John Emerson, amerykański ambasador został wezwany, by wyjaśnić sprawę rzekomego podsłuchiwania przez służby USA telefonu komórkowego kanclerz Niemiec Angeli Merkel, a także odebrać stanowisko rządu w tej sprawie.
- Prezydent Obama najlepiej odniósł się do tej sprawy, kiedy w minionym tygodniu podkreślił, że z faktu, że coś jest możliwe do zrobienia nie wynika, że należy to robić. Zaprzyjaźnione rządy muszą zapewnić, że te nowe, innowacyjne możliwości śledzenia internetu, czy w ogóle komunikacji elektronicznej na świecie, są poddane ścisłej kontroli. Zagwarantować, że żaden rząd na świecie, w tym amerykański, nie będzie w stanie naruszać czyjejś prywatności, kiedy mu się tylko podoba - mówił Mull.

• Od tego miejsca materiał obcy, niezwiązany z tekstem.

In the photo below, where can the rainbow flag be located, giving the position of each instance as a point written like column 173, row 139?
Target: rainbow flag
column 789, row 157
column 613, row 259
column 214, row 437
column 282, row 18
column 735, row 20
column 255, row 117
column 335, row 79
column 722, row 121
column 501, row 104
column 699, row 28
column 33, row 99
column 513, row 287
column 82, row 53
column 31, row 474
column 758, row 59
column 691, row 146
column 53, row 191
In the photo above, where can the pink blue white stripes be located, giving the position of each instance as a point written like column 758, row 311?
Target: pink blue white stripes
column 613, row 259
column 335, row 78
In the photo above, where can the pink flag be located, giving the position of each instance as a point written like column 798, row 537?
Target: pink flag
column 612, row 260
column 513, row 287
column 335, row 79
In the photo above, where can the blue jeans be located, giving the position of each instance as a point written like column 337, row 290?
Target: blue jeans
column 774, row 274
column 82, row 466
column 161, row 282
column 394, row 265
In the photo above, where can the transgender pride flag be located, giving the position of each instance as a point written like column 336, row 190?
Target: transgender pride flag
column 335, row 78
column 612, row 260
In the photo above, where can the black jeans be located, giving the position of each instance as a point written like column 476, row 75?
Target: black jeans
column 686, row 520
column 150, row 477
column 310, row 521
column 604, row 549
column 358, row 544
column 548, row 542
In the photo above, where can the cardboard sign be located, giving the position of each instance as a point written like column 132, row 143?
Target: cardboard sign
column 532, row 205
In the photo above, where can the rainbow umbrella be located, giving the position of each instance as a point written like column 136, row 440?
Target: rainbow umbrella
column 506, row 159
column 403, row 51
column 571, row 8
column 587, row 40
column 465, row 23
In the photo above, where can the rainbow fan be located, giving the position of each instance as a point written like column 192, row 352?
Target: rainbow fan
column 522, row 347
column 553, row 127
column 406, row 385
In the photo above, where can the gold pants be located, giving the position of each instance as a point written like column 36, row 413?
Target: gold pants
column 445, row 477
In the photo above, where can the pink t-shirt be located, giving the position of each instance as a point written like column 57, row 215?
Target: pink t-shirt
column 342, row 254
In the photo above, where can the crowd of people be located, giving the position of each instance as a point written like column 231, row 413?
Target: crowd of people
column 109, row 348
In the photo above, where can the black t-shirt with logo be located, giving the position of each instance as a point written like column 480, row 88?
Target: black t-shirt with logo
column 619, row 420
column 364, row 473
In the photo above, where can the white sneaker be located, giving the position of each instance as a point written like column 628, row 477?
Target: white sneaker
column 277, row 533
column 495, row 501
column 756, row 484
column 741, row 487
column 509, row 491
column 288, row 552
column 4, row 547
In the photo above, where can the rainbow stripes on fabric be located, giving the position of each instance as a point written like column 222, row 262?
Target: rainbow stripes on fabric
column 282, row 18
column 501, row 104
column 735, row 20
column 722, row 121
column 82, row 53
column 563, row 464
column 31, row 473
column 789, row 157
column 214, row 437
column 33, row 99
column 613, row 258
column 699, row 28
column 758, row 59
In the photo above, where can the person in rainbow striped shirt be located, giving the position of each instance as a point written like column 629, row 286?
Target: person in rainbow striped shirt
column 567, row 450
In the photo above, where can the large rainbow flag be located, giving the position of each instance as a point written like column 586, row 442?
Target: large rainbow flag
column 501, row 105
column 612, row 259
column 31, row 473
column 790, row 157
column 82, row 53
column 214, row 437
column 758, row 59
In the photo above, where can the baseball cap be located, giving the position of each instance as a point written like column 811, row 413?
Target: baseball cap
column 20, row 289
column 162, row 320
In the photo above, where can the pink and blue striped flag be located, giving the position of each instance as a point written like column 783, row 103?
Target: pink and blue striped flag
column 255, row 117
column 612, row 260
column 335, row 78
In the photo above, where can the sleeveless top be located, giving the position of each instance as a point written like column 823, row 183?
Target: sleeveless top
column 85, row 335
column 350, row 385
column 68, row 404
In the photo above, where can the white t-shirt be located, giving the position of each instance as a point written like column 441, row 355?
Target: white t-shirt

Ambasador USA przyznał, że Stany Zjednoczone nadużywały swoich możliwości. - Prezydent Obama chce to zatrzymać. W porozumieniu z naszymi partnerami zastanawiamy się, jak najlepiej tego dokonać. Żaden rząd nie jest idealny, z pewnością nasz też nie jest. Kiedy mamy możliwość podjęcia pewnych działań, równie ważne jest, byśmy mieli zasady, zapewniające, że takie działania podejmuje się tylko dla dobra publicznego - podkreślił Mull.
- Są już komputery, które chronią zapisane w nich dane, sam mam taki. Takich produktów będzie coraz więcej. Ale to nie zmienia faktu, że rządy muszą się porozumieć co do tego, co będą mogły czynić, a czego nie, dbając o ochronę naszej prywatności - dodał ambasador.